Jimmy Lim Tyan Yaw
What’s the story? Opened in 2017, JL Studio marries South-East Asian flavours and spices with the best of fresh Taiwanese ingredients. Traditional Singaporean dishes are deconstructed and reinvented in modern form, with fresh flavours, creative presentations and unique twists. In 2019, JL Studio received the Miele One To Watch Award and it debuts on the list this year.
Who’s behind the pass? Chef Jimmy Lim, who grew up in Singapore cooking at his father’s street food stall. After abandoning a promising career in basketball due to a knee injury, Lim enrolled at the Singapore Hotel and Tourism Education Centre, where he embraced cooking as his true passion. In 2017, he moved to Taiwan to gain more kitchen experience and was introduced to award-winning chef Lanshu Chen, a former Asia’s Best Female Chef. Working with her at the now closed Le Moût, he started dreaming of creating a gourmet destination for Singaporean cuisine.
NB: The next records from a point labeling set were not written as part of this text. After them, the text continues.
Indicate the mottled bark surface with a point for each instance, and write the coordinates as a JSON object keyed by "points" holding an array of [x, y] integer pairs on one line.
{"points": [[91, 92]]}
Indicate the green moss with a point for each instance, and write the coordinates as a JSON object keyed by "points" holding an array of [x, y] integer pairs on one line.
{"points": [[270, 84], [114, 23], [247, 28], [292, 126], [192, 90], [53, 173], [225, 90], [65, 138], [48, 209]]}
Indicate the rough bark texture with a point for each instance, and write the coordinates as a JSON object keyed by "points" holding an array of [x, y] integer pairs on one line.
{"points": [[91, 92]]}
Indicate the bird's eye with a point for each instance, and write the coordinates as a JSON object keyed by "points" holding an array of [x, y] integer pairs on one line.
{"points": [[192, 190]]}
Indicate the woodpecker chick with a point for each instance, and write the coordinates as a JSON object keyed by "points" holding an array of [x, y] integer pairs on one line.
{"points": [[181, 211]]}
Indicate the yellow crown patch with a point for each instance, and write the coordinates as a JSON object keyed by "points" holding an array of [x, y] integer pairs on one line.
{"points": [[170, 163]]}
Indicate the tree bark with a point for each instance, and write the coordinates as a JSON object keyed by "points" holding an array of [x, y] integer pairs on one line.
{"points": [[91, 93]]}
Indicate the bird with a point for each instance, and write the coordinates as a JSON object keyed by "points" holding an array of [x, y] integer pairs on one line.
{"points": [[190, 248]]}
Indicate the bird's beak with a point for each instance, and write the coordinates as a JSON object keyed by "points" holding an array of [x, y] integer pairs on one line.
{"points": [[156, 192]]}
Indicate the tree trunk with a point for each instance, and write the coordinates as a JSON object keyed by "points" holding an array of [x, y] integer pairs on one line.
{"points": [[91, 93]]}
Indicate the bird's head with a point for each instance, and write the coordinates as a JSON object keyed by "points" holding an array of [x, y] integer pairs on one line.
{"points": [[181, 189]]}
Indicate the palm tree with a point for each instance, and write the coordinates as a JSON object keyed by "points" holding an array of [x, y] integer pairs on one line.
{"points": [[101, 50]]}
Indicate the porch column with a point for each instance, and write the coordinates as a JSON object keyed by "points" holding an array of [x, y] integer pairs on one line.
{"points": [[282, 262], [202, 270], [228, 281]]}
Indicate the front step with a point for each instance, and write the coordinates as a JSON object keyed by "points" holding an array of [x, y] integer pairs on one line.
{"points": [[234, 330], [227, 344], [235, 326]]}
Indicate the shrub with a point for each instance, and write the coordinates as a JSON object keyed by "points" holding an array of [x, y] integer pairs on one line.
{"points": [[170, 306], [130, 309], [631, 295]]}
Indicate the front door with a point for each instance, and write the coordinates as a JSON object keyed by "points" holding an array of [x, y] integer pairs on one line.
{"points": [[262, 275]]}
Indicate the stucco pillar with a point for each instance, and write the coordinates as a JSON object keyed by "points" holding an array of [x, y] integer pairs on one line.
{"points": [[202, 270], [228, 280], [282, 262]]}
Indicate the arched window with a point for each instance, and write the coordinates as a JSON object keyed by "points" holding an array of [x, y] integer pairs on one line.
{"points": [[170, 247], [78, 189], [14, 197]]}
On the menu: A dish called Satay sees Lim reimagine the classic peanut sauce as an ice cream shaved on frozen foie gras, onion, cucumber and fried chicken skin. Shroom Kut Teh is a play on Bak Kut Teh, a Singaporean pork rib soup with a flavoursome broth aromatised with star anise, cinnamon, cloves and fennel seeds. In JL Studio’s version, the pork ribs are replaced by mushroom cooked in peppercorn and garlic with abalone and a jelly that imitates the texture of the meat fat.
Bonus point: At the age of six, Lim was already considered a gourmet because he was a fan of the fish heads in his father’s signature curry. In Chinese culture, those who know how to appreciate the eyes, jaws and lips are said to be epicures.